The Answer
Yes. Yes it did.
When Coca Cola was first introduced in 1886, a new (briefly enacted) law in Atlanta had been passed prohibiting the manufacture and sale of alcohol. Inventor John Pemberton created a beverage that was inspired by something called “coca wine” which was popular in France at the time, which mixed extract from the coca leaf with wine.
Instead of wine (now illegal), he mixed the coca leaf extract with sugar syrup and added kola nut extract (which contains caffeine). This combination gave the product the name Coca-Cola.
Strangely, while alcohol was illegal, cocaine was not (and didn’t become illegal until 1914). Cocaine was commonly found in a variety of products at the time.
[Cocaine] had a variety of (sometimes questionable) medical uses. Cocaine tonics, powders and pills were popularly believed to cure a variety of ailments, from headache and fatigue to constipation, nausea, asthma and impotence.
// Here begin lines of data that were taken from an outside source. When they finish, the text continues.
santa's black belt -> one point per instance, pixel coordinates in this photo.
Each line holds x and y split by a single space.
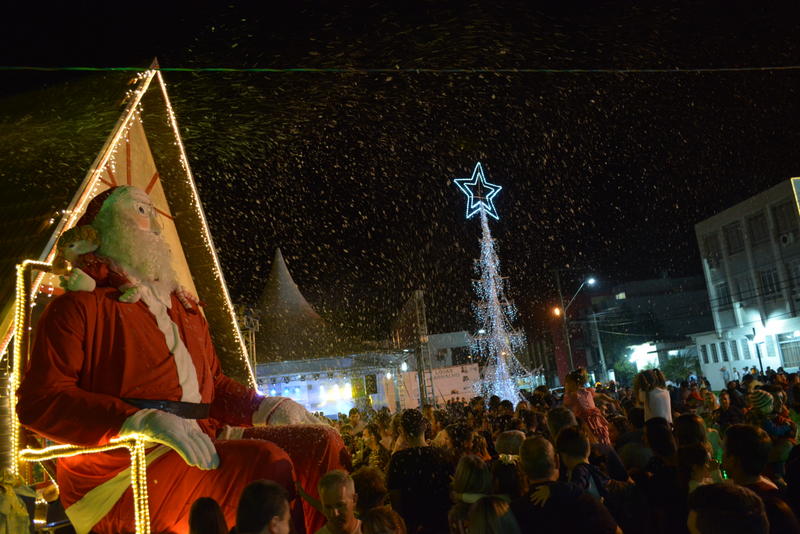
187 410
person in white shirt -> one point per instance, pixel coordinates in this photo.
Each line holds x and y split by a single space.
650 392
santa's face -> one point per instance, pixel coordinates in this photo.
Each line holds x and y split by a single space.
139 210
131 236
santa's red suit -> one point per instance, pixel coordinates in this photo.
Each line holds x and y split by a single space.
92 351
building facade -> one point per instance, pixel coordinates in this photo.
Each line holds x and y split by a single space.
751 262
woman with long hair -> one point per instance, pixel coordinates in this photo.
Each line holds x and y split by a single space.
580 400
650 392
472 481
492 515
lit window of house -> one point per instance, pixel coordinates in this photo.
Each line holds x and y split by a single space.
758 228
768 283
785 217
734 239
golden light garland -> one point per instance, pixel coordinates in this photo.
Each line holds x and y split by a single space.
207 241
135 443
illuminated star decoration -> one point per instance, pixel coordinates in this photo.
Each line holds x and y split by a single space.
480 193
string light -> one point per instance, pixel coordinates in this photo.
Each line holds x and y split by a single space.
206 234
91 185
496 340
135 443
477 199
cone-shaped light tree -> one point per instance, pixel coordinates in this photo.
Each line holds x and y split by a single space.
497 340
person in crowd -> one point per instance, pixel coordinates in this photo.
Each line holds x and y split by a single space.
726 508
509 442
737 398
580 399
505 408
566 509
418 478
508 480
376 453
472 481
356 421
602 455
573 449
728 413
662 489
370 486
636 433
382 520
690 429
492 515
338 498
206 517
618 426
457 441
650 392
439 421
695 467
747 450
263 509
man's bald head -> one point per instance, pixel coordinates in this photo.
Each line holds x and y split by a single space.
538 459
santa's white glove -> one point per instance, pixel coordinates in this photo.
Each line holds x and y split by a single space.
77 280
283 411
182 435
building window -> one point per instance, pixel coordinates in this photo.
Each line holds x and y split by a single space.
723 295
768 282
743 287
733 238
704 352
712 250
746 349
735 350
785 217
758 229
793 268
790 349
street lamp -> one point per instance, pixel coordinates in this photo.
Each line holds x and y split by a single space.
562 311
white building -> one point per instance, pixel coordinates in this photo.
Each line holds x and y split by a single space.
751 262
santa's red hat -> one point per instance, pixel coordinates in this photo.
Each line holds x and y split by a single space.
93 208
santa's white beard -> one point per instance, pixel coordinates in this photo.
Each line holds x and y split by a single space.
143 255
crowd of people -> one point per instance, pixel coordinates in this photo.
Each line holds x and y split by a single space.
652 458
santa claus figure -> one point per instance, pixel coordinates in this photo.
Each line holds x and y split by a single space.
102 367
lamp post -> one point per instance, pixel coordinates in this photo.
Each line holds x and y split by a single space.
564 309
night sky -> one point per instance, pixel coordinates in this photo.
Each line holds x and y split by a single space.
350 173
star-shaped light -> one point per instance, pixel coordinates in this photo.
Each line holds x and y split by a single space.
480 193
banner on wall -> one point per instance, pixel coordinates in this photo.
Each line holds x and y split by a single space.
448 383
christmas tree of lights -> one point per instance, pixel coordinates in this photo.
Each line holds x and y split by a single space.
497 340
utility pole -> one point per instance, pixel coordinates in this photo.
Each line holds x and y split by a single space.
566 321
603 368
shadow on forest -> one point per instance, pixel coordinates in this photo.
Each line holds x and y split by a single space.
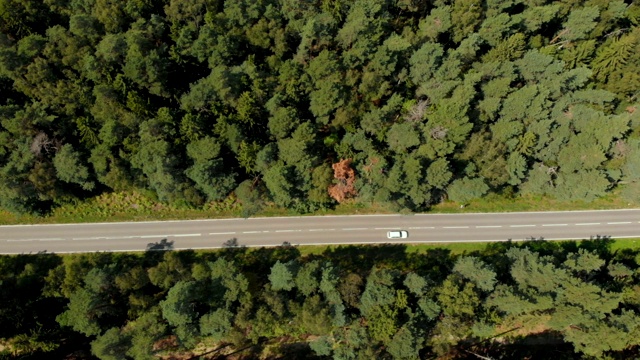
360 259
162 245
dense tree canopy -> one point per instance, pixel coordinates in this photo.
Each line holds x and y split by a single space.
449 98
536 299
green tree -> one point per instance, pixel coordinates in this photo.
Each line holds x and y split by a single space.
111 345
465 190
69 167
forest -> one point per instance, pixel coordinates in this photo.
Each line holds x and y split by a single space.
304 103
531 300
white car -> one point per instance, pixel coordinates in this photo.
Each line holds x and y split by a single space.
399 234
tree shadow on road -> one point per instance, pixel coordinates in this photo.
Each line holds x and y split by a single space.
162 245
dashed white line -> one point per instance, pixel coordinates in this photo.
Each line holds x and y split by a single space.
26 240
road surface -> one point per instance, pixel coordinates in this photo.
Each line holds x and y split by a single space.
317 230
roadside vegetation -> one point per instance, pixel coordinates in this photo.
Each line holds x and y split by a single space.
307 104
533 299
135 206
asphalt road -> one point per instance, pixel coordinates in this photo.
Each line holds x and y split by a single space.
316 230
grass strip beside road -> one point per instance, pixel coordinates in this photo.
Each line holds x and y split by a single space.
462 248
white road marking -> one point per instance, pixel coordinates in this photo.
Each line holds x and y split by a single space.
26 240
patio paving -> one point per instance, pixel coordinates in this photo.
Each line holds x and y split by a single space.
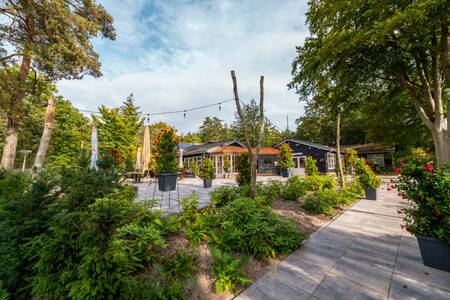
170 204
362 254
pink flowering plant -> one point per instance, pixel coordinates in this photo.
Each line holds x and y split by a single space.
428 190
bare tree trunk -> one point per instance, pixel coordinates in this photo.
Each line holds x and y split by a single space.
253 154
12 135
338 151
45 139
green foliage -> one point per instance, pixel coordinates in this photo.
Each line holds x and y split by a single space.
249 228
228 271
311 166
166 152
321 202
119 132
213 130
25 210
294 188
286 156
364 173
428 190
207 169
243 168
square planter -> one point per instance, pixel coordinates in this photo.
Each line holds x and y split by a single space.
371 194
435 253
207 183
167 182
285 173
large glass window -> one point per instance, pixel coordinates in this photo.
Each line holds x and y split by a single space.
331 161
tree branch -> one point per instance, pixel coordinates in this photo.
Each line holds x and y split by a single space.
240 113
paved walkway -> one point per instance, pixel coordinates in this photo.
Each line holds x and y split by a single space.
169 203
363 254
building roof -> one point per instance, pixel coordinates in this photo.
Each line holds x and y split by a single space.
235 149
371 148
309 144
208 147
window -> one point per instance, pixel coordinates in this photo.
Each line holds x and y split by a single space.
331 161
376 159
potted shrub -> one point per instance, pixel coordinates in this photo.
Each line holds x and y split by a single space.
428 217
285 160
167 162
207 172
365 176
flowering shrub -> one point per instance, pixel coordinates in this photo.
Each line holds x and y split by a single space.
428 189
364 173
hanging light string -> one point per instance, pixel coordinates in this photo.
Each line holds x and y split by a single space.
184 111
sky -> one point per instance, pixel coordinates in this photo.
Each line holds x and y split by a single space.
174 55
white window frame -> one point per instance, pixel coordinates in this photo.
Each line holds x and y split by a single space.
331 161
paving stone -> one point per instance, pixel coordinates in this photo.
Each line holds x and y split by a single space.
404 288
365 273
301 273
336 287
270 287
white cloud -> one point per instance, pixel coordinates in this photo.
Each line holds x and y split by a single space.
178 54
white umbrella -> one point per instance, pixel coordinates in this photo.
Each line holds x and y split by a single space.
94 148
138 164
146 151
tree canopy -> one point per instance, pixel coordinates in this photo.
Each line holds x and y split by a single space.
363 50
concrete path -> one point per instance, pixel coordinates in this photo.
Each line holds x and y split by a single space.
363 254
169 203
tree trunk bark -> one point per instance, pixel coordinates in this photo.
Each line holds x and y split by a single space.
9 149
338 151
12 136
46 134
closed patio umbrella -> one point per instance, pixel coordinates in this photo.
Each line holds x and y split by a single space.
138 164
94 148
146 151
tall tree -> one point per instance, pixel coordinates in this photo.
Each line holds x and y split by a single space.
50 38
362 48
213 129
251 112
253 153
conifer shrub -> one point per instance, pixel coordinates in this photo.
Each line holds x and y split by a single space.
243 168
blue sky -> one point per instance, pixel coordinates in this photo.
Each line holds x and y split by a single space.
178 54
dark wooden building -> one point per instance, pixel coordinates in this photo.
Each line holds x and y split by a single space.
324 155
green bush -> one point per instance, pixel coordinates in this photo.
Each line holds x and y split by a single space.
25 210
228 271
311 166
321 202
246 227
294 188
166 152
243 168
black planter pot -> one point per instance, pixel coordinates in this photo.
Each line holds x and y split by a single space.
207 183
285 172
371 194
167 182
435 253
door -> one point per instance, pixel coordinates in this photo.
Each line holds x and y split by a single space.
299 165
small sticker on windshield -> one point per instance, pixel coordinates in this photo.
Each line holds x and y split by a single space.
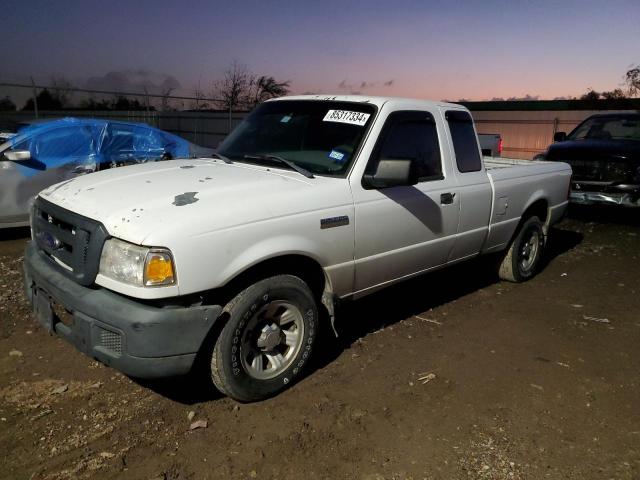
337 156
346 116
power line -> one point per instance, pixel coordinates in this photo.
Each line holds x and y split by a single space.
109 92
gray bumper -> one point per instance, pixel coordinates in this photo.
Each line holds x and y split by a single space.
138 339
603 198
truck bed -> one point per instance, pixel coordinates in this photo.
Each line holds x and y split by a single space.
513 194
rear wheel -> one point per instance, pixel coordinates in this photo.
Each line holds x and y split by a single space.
523 256
267 339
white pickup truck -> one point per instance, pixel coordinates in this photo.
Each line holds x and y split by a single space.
233 260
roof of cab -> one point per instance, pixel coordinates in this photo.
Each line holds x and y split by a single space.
378 101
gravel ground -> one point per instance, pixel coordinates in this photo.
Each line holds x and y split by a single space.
451 376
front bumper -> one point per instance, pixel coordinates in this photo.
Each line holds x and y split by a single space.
138 339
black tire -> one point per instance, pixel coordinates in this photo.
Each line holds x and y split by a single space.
268 339
522 259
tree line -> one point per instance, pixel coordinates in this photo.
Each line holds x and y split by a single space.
238 89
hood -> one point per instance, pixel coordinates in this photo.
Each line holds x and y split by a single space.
608 150
153 201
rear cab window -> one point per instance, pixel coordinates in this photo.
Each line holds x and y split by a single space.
465 141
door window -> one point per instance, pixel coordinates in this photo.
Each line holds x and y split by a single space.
410 135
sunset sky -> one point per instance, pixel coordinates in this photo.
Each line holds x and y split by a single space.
427 49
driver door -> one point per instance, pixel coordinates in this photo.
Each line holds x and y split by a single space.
401 231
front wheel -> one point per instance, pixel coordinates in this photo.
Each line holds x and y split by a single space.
267 340
523 257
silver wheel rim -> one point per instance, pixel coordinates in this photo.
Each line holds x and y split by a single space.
272 339
529 251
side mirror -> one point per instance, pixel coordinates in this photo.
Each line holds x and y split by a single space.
559 136
18 155
392 173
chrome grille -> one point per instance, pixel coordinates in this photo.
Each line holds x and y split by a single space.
69 239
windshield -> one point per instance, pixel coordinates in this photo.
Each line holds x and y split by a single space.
320 136
608 128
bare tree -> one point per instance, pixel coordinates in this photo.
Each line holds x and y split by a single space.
264 87
166 92
233 90
632 80
61 90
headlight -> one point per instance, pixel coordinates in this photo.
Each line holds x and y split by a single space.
136 265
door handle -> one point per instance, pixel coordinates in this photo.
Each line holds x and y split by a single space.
447 198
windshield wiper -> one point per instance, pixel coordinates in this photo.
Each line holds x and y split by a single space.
290 164
221 157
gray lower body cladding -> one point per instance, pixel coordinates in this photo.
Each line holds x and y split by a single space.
140 340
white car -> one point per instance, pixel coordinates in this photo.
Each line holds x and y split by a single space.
311 200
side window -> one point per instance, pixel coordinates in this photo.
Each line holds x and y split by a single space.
131 143
410 135
465 141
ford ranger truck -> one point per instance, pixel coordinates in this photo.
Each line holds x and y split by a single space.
310 200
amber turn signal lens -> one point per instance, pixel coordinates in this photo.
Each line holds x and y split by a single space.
158 269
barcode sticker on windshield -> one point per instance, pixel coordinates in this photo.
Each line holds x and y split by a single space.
345 116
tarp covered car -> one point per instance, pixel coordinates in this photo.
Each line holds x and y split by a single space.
50 152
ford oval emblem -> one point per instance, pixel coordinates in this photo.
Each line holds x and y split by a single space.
50 241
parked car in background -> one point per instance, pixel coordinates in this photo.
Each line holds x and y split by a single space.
490 144
604 153
45 153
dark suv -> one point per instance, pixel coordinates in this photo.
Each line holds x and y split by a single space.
604 153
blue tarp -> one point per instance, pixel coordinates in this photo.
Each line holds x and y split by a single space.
92 144
63 149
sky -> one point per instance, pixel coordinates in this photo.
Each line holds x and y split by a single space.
476 50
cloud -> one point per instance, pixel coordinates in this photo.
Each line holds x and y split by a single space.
527 97
134 81
363 85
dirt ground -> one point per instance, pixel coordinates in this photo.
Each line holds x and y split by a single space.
453 375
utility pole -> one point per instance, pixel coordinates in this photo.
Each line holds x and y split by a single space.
35 97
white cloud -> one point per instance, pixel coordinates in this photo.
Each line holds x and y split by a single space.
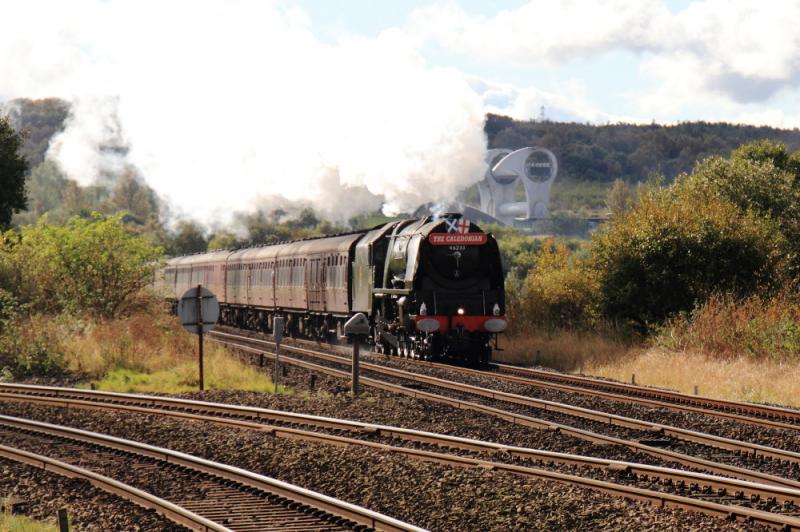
524 103
222 103
738 49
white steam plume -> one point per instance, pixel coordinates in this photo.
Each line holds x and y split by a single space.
221 103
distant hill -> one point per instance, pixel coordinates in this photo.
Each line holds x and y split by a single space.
627 151
40 120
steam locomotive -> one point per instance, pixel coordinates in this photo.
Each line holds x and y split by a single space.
432 287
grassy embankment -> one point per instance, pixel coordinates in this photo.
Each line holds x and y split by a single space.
739 350
20 523
145 352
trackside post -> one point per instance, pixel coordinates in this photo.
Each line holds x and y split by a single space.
277 335
356 329
198 311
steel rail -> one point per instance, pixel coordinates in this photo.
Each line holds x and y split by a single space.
764 411
631 399
576 411
91 400
345 510
640 394
528 421
171 511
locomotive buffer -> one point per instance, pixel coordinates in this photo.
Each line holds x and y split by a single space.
198 311
356 329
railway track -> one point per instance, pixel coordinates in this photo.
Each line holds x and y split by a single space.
740 411
204 495
780 418
757 455
718 496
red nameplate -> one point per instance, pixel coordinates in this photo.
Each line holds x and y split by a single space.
457 239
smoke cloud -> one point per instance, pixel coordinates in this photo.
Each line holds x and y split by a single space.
226 106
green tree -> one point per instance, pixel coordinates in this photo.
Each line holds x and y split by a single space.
222 240
189 238
620 198
134 197
13 167
676 248
95 265
761 178
46 186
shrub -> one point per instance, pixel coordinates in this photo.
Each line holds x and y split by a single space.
761 178
559 292
730 327
675 248
86 265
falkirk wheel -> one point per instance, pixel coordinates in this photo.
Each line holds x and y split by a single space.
535 168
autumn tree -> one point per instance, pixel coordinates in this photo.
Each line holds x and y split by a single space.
13 167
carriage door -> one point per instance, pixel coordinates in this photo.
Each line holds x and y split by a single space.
314 284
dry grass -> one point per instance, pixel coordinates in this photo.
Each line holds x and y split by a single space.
562 350
146 352
739 379
21 523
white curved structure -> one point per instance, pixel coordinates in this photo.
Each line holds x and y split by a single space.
536 168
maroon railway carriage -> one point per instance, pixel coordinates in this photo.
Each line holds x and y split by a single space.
431 287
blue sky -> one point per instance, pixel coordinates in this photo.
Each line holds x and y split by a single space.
613 79
354 104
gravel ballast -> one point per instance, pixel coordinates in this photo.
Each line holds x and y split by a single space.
429 495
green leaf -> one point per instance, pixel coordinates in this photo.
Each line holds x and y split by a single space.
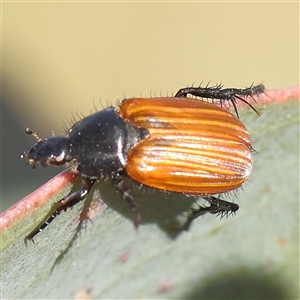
252 255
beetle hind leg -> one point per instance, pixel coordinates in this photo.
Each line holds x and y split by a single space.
217 207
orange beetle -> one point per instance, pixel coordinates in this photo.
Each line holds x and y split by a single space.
175 144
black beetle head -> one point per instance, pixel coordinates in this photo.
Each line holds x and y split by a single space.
52 151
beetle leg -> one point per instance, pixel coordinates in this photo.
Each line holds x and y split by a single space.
61 205
125 192
217 206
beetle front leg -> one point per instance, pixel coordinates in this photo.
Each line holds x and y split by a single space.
61 205
217 206
125 192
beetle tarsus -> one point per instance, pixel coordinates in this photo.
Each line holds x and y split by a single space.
61 205
229 94
217 207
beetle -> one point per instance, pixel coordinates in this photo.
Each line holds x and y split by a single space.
174 144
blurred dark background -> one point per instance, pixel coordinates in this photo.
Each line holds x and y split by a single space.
59 59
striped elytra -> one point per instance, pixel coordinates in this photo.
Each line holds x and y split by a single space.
194 147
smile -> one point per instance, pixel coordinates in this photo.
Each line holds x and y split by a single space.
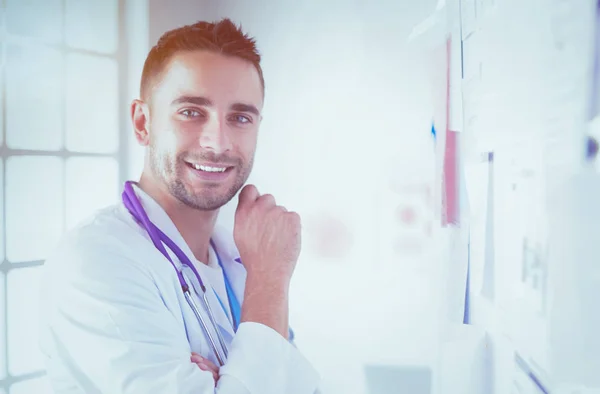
213 172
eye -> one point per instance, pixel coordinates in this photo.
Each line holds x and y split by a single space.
190 113
241 119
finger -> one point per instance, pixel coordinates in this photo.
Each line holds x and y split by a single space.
266 200
248 195
201 361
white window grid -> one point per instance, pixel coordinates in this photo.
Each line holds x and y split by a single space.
120 155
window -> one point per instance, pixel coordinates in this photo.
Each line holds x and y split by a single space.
62 151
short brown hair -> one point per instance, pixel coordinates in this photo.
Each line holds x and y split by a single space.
221 37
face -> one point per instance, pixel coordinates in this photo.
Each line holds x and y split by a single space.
202 126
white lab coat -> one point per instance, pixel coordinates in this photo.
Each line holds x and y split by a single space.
114 318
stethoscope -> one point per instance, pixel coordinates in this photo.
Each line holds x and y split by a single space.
160 239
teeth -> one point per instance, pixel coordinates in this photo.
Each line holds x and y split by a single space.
209 169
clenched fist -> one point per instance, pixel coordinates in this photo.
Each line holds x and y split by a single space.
267 236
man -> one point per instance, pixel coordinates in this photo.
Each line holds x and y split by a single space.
115 317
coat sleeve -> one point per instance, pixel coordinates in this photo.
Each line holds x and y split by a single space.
107 324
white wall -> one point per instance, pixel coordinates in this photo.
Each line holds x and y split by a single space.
347 105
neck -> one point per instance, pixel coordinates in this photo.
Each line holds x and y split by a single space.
195 226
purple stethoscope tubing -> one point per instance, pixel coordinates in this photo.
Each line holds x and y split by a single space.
160 239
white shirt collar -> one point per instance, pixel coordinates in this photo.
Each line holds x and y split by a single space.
222 238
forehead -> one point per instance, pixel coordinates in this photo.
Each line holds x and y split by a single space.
223 79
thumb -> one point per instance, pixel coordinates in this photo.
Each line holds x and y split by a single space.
247 196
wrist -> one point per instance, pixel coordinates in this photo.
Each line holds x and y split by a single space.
267 282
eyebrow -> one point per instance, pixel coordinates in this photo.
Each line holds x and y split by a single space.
206 102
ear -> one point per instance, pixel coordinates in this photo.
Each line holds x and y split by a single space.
140 118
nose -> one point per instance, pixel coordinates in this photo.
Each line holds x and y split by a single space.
214 136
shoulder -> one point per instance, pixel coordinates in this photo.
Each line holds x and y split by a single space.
103 242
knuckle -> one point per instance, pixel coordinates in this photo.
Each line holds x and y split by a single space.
267 199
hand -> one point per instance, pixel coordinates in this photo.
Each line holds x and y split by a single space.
206 365
267 237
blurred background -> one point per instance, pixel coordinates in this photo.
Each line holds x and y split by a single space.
421 141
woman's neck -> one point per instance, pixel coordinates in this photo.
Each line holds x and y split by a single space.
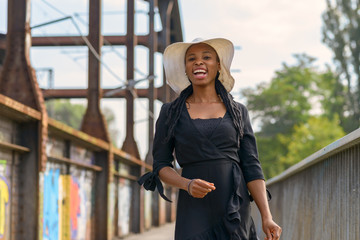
204 95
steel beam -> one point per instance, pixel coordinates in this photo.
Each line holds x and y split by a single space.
94 123
82 93
129 144
151 94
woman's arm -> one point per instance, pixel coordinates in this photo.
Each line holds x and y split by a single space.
257 190
198 188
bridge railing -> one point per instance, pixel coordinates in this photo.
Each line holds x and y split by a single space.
88 189
319 198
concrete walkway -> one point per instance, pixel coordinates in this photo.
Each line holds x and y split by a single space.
165 232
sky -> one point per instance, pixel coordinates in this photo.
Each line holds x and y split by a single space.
266 34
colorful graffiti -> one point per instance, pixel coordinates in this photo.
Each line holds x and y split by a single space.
4 200
51 205
80 204
124 206
74 206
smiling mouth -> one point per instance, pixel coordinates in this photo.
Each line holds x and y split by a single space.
199 71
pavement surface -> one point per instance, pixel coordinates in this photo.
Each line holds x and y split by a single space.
164 232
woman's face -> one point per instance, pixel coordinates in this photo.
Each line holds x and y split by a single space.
201 64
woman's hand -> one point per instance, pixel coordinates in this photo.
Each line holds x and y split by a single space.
271 230
198 188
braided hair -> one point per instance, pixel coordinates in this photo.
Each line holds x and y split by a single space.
175 108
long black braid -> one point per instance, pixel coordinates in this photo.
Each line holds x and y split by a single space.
232 107
175 108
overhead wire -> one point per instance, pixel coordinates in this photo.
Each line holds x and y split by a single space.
97 56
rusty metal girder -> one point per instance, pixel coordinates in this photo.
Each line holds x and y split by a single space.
17 77
129 144
82 93
93 122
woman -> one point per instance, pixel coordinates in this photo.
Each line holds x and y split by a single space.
214 144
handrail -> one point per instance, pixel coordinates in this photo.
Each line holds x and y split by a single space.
337 146
79 164
14 147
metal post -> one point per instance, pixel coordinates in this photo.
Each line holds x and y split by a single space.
152 50
93 122
129 144
166 10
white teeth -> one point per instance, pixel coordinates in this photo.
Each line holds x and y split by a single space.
199 71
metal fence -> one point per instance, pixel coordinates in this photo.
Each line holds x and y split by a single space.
319 198
87 191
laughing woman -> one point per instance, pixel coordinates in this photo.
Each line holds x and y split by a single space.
214 144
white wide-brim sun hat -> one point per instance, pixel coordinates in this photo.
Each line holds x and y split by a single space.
174 62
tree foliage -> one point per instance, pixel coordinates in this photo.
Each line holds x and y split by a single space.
295 102
308 137
341 32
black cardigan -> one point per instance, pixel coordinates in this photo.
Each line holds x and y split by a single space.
192 147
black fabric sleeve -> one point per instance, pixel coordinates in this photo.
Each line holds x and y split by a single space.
249 160
162 155
162 151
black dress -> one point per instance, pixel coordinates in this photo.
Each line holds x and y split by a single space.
212 155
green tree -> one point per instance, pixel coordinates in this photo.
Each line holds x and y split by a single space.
72 114
341 32
309 137
293 97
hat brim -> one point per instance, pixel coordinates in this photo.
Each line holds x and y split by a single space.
174 63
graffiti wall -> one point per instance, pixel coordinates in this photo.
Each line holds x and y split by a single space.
80 203
147 209
5 194
124 202
67 203
8 134
66 195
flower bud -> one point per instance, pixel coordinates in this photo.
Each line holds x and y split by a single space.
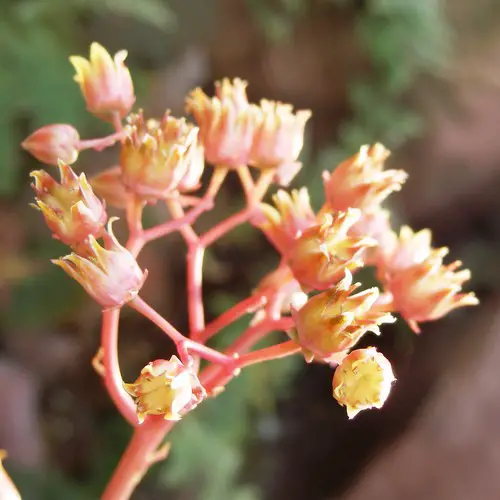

Is there still cocaine in Coca-Cola?
In the early 20th century the formula was adjusted to contain a non-narcotic extract from the coca leaf and cocaine was phased out. Coca-Cola still contains coca extract to this day but contains no cocaine.
…by 1902 it was as little as 1/400 of a grain of cocaine per ounce of syrup. Coca-Cola didn’t become completely cocaine-free until 1929, but there was scarcely any of the drug left in the drink by then.